とにかく書いておかないと

すぐに忘れてしまうことを、書き残しておきます。

柳家喬太郎『ハンバーグのできるまで』

2017-09-16 16:55:09 | 落語評
 NHKの「日本の話芸」という番組で柳家喬太郎さんの『ハンバーグができるまで』を放送していた。新作の人情話という感じの落語なのだが、決してハッピーエンドではない。別れた妻が、元の夫のところに戻ってきてハンバーグを作る。よりを戻せるのではないかと男が思った瞬間に元妻は再婚することになったことを告げ去っていく。最後に男は嫌いなつけわせのニンジンを口にする、という噺である。現代人のわびさびを感じさせる不思議な落語だ。

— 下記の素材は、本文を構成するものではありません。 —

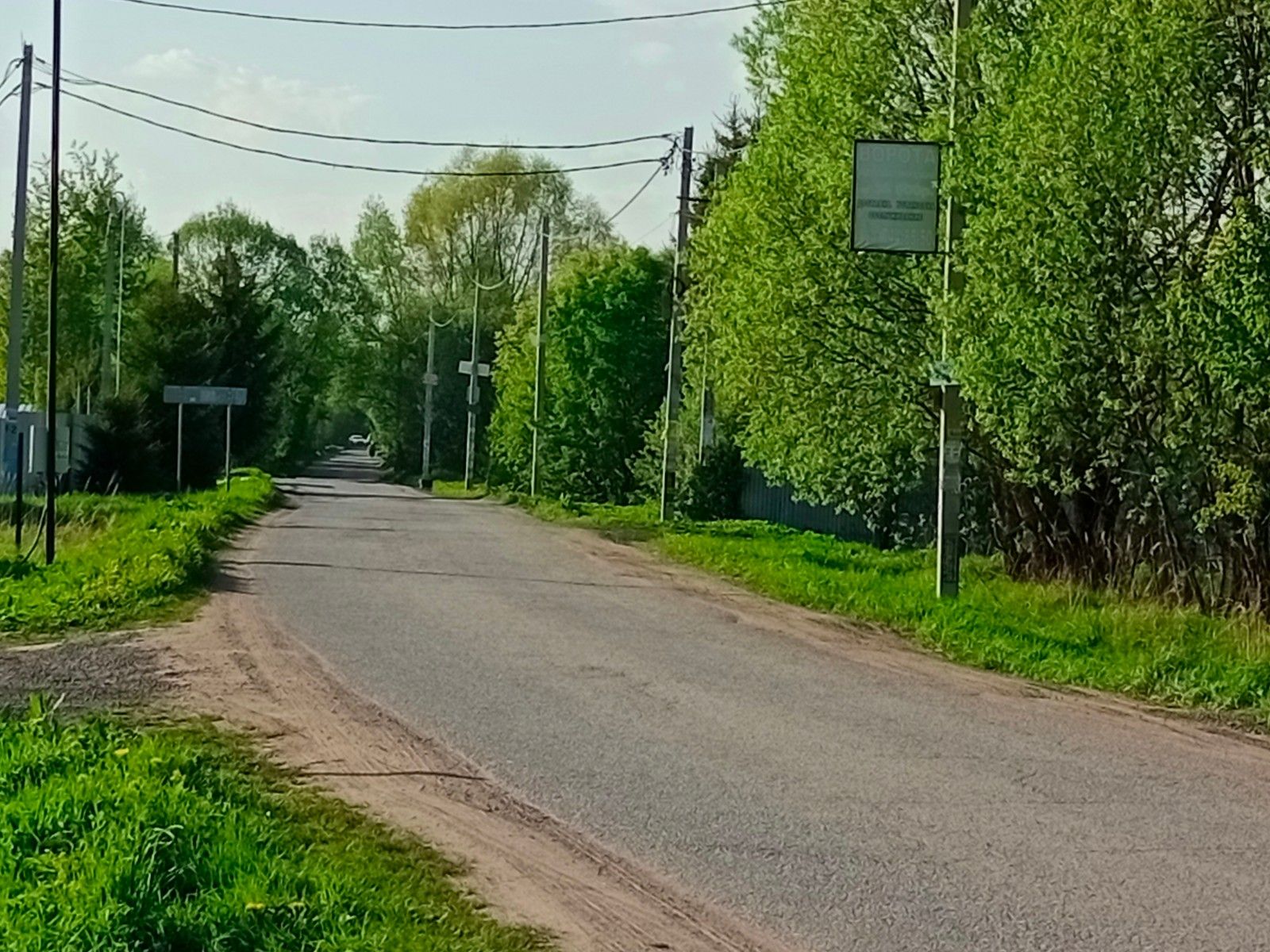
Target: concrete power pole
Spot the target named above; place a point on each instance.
(675, 366)
(13, 382)
(952, 422)
(429, 382)
(540, 347)
(55, 211)
(118, 306)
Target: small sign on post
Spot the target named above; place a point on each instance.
(895, 197)
(229, 397)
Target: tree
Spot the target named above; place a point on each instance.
(823, 355)
(93, 213)
(605, 355)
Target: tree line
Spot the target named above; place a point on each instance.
(1110, 338)
(1111, 334)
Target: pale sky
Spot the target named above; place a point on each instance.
(562, 86)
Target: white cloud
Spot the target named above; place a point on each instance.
(651, 54)
(252, 94)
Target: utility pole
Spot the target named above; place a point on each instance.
(118, 305)
(952, 420)
(54, 238)
(473, 395)
(705, 424)
(540, 344)
(17, 272)
(675, 366)
(429, 381)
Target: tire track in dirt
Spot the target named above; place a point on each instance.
(241, 666)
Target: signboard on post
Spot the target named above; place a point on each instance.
(895, 197)
(229, 397)
(206, 397)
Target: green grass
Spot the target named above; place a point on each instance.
(1053, 632)
(122, 559)
(454, 489)
(118, 838)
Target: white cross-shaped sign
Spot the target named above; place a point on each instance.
(474, 386)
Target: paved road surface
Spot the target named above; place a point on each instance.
(851, 799)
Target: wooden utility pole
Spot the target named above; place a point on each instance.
(675, 366)
(54, 238)
(17, 276)
(540, 349)
(952, 424)
(17, 272)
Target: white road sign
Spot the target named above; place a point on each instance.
(205, 397)
(895, 197)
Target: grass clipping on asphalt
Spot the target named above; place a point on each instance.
(1056, 632)
(177, 838)
(122, 559)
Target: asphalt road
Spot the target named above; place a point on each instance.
(861, 797)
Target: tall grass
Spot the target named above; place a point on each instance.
(175, 838)
(122, 559)
(1056, 632)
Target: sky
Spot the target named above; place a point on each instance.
(563, 86)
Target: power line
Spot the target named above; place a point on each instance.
(355, 167)
(384, 25)
(370, 140)
(660, 171)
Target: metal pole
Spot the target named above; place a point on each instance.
(473, 395)
(229, 429)
(705, 423)
(55, 175)
(948, 582)
(675, 366)
(118, 305)
(540, 346)
(17, 493)
(181, 435)
(429, 381)
(17, 272)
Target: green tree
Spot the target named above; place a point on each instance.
(94, 211)
(606, 327)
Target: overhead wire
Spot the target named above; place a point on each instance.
(660, 171)
(359, 167)
(370, 140)
(514, 25)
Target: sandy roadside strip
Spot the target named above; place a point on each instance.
(241, 668)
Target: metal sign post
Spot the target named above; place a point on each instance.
(482, 370)
(895, 209)
(229, 397)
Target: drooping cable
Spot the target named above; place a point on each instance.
(387, 25)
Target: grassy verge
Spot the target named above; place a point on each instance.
(122, 559)
(177, 838)
(454, 489)
(1053, 632)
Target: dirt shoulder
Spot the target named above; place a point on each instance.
(241, 668)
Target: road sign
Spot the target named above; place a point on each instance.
(229, 397)
(895, 197)
(205, 397)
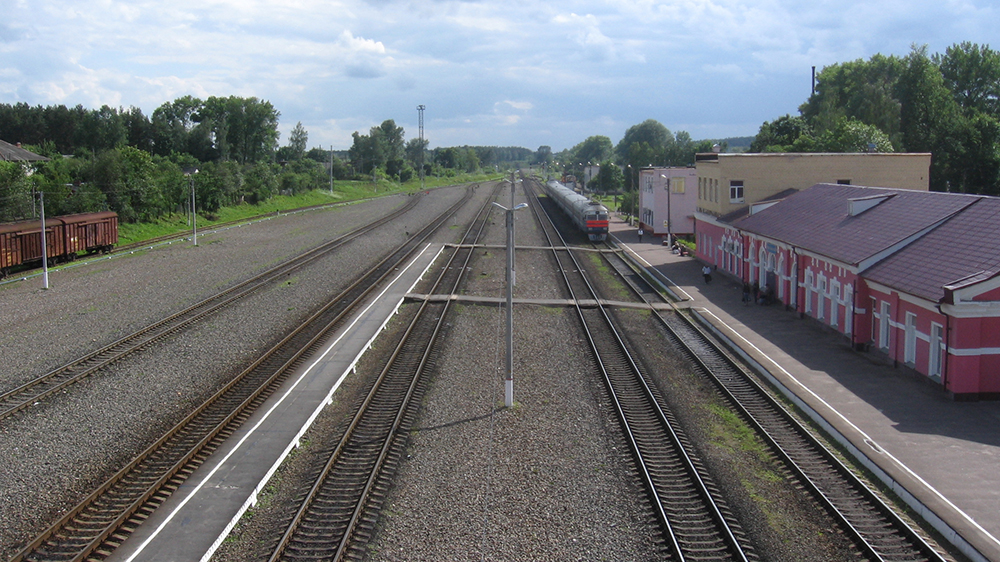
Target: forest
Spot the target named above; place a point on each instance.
(947, 104)
(226, 149)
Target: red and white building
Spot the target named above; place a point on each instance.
(913, 274)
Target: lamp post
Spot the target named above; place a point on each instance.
(508, 399)
(669, 231)
(190, 172)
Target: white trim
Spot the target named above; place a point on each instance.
(966, 294)
(974, 351)
(977, 309)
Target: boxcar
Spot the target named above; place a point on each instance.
(65, 238)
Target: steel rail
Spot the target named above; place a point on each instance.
(341, 536)
(787, 438)
(140, 486)
(684, 547)
(54, 381)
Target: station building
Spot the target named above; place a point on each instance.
(913, 275)
(668, 199)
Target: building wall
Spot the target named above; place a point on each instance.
(654, 200)
(764, 175)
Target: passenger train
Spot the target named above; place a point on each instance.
(587, 215)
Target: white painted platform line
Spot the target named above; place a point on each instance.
(911, 500)
(294, 441)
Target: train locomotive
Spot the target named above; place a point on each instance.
(587, 215)
(65, 237)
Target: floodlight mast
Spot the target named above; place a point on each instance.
(509, 379)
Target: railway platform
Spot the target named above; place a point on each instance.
(938, 455)
(197, 517)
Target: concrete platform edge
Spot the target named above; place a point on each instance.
(927, 508)
(252, 499)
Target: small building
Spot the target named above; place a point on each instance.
(667, 200)
(728, 182)
(14, 153)
(914, 275)
(735, 184)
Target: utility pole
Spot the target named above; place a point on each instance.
(45, 252)
(509, 378)
(420, 112)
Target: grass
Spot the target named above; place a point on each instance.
(343, 191)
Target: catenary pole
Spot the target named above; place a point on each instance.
(45, 252)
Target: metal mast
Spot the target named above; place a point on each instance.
(420, 112)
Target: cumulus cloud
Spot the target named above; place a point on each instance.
(541, 73)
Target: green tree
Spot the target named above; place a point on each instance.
(860, 90)
(972, 73)
(610, 178)
(650, 133)
(851, 135)
(779, 135)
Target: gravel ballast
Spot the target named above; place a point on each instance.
(550, 479)
(59, 450)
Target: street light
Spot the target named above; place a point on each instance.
(508, 399)
(190, 172)
(667, 187)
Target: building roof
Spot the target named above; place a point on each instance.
(964, 250)
(745, 210)
(852, 224)
(15, 153)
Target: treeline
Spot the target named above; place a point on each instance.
(227, 148)
(945, 104)
(649, 143)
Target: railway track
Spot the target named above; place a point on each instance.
(30, 393)
(96, 526)
(696, 523)
(878, 532)
(338, 513)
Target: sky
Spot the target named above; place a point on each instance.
(524, 73)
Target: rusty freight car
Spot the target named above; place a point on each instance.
(65, 238)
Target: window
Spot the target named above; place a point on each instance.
(834, 303)
(677, 185)
(736, 191)
(821, 297)
(883, 327)
(809, 291)
(934, 361)
(910, 346)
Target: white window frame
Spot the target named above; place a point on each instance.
(883, 327)
(935, 359)
(834, 303)
(809, 291)
(821, 298)
(910, 343)
(736, 191)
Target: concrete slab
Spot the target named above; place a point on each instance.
(193, 522)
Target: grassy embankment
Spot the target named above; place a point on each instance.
(342, 191)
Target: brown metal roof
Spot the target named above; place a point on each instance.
(819, 219)
(962, 251)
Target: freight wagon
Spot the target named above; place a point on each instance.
(65, 238)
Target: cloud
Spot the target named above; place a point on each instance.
(502, 72)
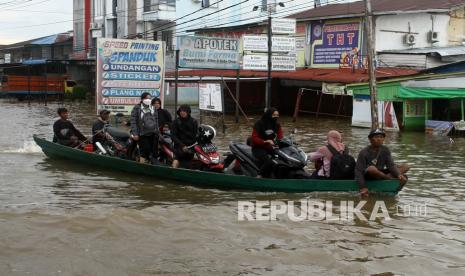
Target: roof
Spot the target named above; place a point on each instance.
(379, 7)
(46, 40)
(448, 68)
(442, 51)
(311, 74)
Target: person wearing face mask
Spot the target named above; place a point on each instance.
(144, 128)
(183, 132)
(164, 116)
(265, 132)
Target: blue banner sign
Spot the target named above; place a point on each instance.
(131, 76)
(121, 92)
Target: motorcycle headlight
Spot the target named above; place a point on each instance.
(204, 159)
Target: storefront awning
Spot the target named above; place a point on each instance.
(430, 93)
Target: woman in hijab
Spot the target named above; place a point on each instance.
(322, 157)
(264, 134)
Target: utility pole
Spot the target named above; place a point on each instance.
(371, 64)
(268, 82)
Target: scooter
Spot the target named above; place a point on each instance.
(289, 160)
(206, 156)
(119, 143)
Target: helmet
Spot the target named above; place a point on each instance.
(206, 134)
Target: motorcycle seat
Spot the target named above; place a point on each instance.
(118, 133)
(247, 151)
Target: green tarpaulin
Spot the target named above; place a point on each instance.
(430, 93)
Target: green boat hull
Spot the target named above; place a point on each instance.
(216, 180)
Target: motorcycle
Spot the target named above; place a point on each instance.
(289, 160)
(206, 156)
(118, 143)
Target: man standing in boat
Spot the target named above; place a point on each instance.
(265, 132)
(65, 132)
(183, 132)
(375, 162)
(144, 128)
(98, 130)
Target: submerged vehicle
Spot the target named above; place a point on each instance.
(206, 156)
(289, 160)
(127, 148)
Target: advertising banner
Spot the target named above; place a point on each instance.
(283, 26)
(260, 43)
(257, 43)
(260, 63)
(210, 97)
(7, 58)
(208, 52)
(331, 40)
(125, 70)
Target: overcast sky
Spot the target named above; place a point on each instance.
(19, 17)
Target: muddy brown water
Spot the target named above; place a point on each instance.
(62, 218)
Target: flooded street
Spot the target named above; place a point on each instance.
(62, 218)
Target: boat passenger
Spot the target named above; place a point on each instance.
(98, 130)
(164, 115)
(144, 128)
(265, 132)
(324, 155)
(65, 132)
(375, 162)
(183, 132)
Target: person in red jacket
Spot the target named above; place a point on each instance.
(265, 132)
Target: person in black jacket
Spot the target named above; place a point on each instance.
(164, 116)
(183, 132)
(264, 133)
(144, 128)
(64, 131)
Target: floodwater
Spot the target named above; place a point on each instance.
(62, 218)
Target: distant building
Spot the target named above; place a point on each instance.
(408, 33)
(52, 47)
(82, 12)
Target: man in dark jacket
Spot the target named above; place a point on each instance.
(265, 132)
(144, 128)
(375, 162)
(64, 131)
(183, 132)
(98, 130)
(164, 116)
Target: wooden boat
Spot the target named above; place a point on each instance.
(215, 180)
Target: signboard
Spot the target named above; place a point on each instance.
(439, 128)
(283, 26)
(7, 58)
(255, 43)
(300, 43)
(208, 52)
(125, 70)
(260, 63)
(260, 43)
(330, 40)
(283, 44)
(255, 62)
(210, 97)
(414, 108)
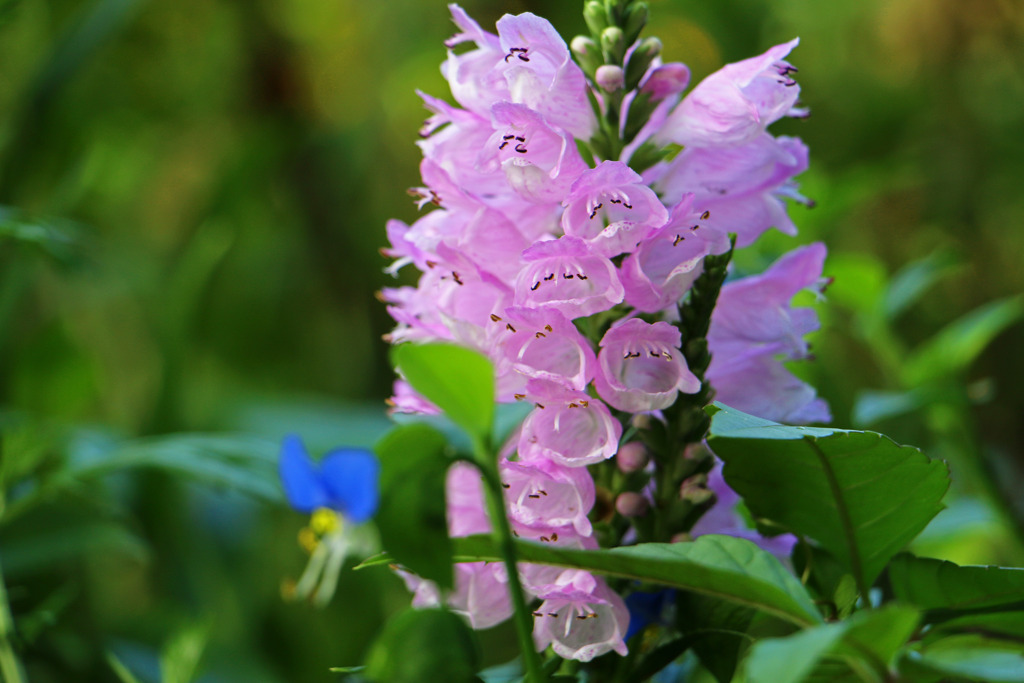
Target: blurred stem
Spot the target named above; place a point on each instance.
(487, 464)
(9, 666)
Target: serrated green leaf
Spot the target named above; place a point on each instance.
(860, 495)
(956, 345)
(791, 659)
(412, 513)
(972, 656)
(938, 585)
(423, 645)
(459, 381)
(724, 566)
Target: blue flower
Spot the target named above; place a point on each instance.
(345, 480)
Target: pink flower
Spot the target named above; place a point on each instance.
(564, 274)
(611, 209)
(581, 617)
(540, 162)
(546, 497)
(665, 265)
(640, 367)
(735, 103)
(541, 343)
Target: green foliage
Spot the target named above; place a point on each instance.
(459, 381)
(411, 517)
(723, 566)
(938, 585)
(424, 645)
(859, 495)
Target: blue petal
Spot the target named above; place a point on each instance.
(350, 476)
(303, 484)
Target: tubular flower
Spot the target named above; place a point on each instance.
(565, 261)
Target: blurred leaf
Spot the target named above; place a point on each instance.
(120, 670)
(718, 631)
(933, 585)
(872, 407)
(423, 645)
(915, 279)
(860, 495)
(180, 655)
(791, 659)
(956, 346)
(55, 239)
(973, 656)
(412, 514)
(723, 566)
(858, 281)
(459, 381)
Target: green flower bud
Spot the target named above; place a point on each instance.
(595, 16)
(635, 20)
(640, 60)
(587, 54)
(613, 45)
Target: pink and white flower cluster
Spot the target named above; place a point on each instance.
(524, 239)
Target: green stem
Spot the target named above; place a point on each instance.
(502, 531)
(9, 666)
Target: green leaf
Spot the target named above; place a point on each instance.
(937, 585)
(411, 517)
(727, 567)
(793, 658)
(956, 346)
(972, 656)
(424, 645)
(860, 495)
(459, 381)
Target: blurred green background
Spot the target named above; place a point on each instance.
(193, 195)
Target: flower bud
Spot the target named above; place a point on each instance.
(635, 20)
(587, 53)
(632, 457)
(632, 504)
(595, 16)
(613, 45)
(640, 60)
(609, 78)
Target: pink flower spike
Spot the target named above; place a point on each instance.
(546, 496)
(664, 266)
(540, 162)
(541, 343)
(640, 367)
(581, 617)
(541, 74)
(611, 209)
(566, 275)
(572, 429)
(736, 102)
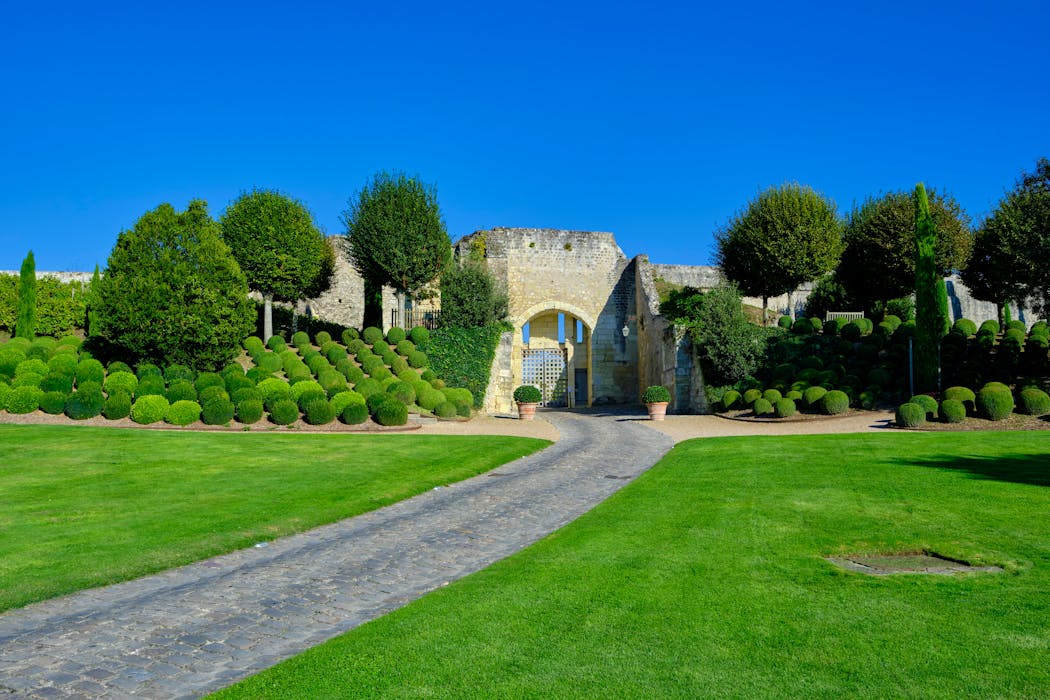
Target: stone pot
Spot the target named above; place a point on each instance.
(526, 411)
(656, 410)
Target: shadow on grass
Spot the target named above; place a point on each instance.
(1032, 469)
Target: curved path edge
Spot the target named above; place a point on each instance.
(193, 630)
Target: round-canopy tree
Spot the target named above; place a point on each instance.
(279, 249)
(1012, 246)
(786, 236)
(397, 235)
(172, 292)
(879, 260)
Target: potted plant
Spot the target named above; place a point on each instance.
(527, 398)
(656, 399)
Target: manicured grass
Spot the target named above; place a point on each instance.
(707, 578)
(82, 507)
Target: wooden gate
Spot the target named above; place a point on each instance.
(545, 368)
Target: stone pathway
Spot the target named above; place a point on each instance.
(193, 630)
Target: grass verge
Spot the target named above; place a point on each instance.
(84, 507)
(706, 578)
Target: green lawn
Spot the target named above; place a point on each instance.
(82, 507)
(706, 577)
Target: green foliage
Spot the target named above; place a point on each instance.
(879, 260)
(183, 412)
(124, 381)
(280, 251)
(761, 407)
(149, 409)
(463, 357)
(26, 324)
(927, 402)
(1034, 402)
(172, 291)
(249, 410)
(470, 296)
(217, 410)
(785, 236)
(952, 410)
(284, 411)
(994, 403)
(931, 300)
(835, 402)
(318, 411)
(396, 233)
(118, 405)
(911, 416)
(354, 414)
(655, 394)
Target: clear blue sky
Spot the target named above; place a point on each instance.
(654, 121)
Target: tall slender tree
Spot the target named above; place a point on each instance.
(931, 298)
(25, 326)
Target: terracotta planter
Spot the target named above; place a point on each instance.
(656, 410)
(526, 411)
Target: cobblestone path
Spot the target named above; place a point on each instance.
(193, 630)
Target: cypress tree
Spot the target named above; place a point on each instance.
(25, 326)
(931, 299)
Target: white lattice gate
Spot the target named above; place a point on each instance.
(545, 368)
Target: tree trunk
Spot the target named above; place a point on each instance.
(267, 317)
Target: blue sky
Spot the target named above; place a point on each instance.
(654, 121)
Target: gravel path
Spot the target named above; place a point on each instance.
(196, 629)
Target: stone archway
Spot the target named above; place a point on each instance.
(552, 349)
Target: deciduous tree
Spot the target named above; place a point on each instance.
(278, 247)
(396, 234)
(172, 292)
(785, 236)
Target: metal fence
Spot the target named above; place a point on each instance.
(414, 317)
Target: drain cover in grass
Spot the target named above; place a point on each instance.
(907, 563)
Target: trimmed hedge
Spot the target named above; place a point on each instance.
(250, 410)
(994, 403)
(952, 410)
(150, 408)
(910, 415)
(183, 412)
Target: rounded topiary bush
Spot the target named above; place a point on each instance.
(952, 410)
(731, 400)
(372, 335)
(391, 412)
(761, 407)
(994, 403)
(910, 416)
(53, 402)
(813, 396)
(23, 400)
(1033, 402)
(183, 412)
(250, 410)
(84, 404)
(354, 414)
(835, 402)
(217, 411)
(117, 406)
(285, 411)
(318, 411)
(928, 403)
(57, 382)
(149, 408)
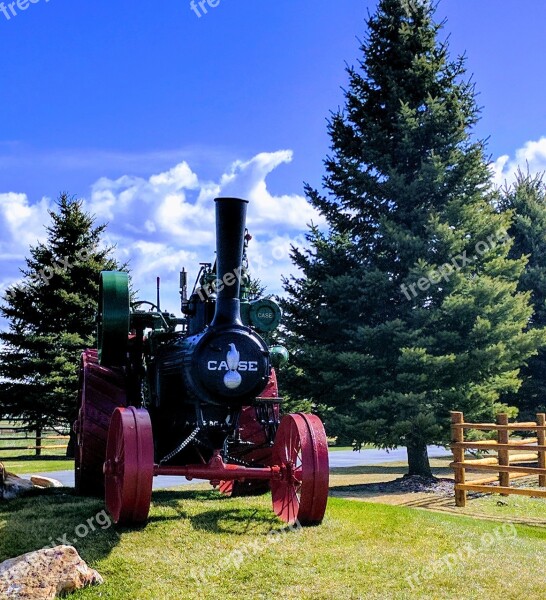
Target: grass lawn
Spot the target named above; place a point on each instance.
(199, 544)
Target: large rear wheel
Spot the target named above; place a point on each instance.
(129, 466)
(301, 450)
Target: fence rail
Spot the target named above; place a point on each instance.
(503, 463)
(30, 439)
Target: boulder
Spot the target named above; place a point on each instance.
(46, 482)
(45, 574)
(13, 486)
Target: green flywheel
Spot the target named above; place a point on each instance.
(113, 318)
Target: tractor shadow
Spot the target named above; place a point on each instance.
(170, 506)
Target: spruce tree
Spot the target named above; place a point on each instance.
(51, 315)
(407, 307)
(526, 199)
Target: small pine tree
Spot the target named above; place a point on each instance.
(407, 308)
(51, 316)
(526, 198)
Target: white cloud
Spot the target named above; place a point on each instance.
(165, 221)
(531, 157)
(21, 223)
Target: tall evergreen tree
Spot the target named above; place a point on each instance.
(407, 307)
(51, 316)
(526, 198)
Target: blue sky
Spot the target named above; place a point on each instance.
(148, 111)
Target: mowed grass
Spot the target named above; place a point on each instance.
(201, 545)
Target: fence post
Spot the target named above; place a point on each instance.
(541, 440)
(503, 455)
(457, 436)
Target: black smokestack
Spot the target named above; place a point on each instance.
(230, 230)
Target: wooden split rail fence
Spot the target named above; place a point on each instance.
(508, 466)
(26, 439)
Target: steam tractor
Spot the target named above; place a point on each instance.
(195, 396)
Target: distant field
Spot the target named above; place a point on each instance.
(16, 448)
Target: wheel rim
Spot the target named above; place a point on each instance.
(301, 450)
(129, 466)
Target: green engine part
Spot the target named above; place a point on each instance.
(279, 356)
(265, 315)
(113, 318)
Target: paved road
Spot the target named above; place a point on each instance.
(342, 458)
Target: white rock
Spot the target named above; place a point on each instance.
(46, 482)
(45, 574)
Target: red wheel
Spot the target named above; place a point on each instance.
(301, 450)
(129, 466)
(101, 391)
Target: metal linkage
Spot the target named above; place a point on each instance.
(189, 439)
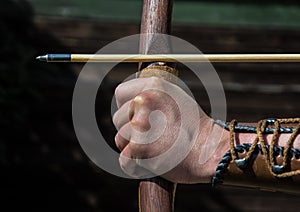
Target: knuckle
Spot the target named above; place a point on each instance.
(118, 92)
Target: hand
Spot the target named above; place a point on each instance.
(163, 131)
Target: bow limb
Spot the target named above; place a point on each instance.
(155, 194)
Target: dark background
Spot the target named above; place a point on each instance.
(42, 166)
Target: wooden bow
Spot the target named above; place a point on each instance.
(155, 194)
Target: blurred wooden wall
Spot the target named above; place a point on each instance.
(253, 91)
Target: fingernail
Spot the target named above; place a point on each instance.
(138, 100)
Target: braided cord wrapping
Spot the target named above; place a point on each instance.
(259, 165)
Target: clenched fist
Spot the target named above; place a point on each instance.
(162, 131)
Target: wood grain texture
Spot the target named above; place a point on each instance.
(155, 194)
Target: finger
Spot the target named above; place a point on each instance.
(128, 90)
(123, 136)
(121, 117)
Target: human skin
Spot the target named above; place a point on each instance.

 この話を持たせているのは町内の商店街の人たちである。みんな野次馬的でありながら男を応援している。地域社会のめんどくささと良さを感じさせ、それが笑いをさそい男の心情を浮き立たせる。いい落語だと思った。

 NHKの番組では喬太郎さんが元妻のセリフを言い間違えていた。「ワインを飲みながら待ってて。」というべきところを「ワインを飲みながら飲んでて。」と言ってしまったのだ。言い直すこともしないで、元妻が間違ったことにして話を何とか進めていた。なんということはないのだが、日常でもありそうな言い間違いにしていた。経験をつめばこういうこともできるようになるのだと、感心してしまった。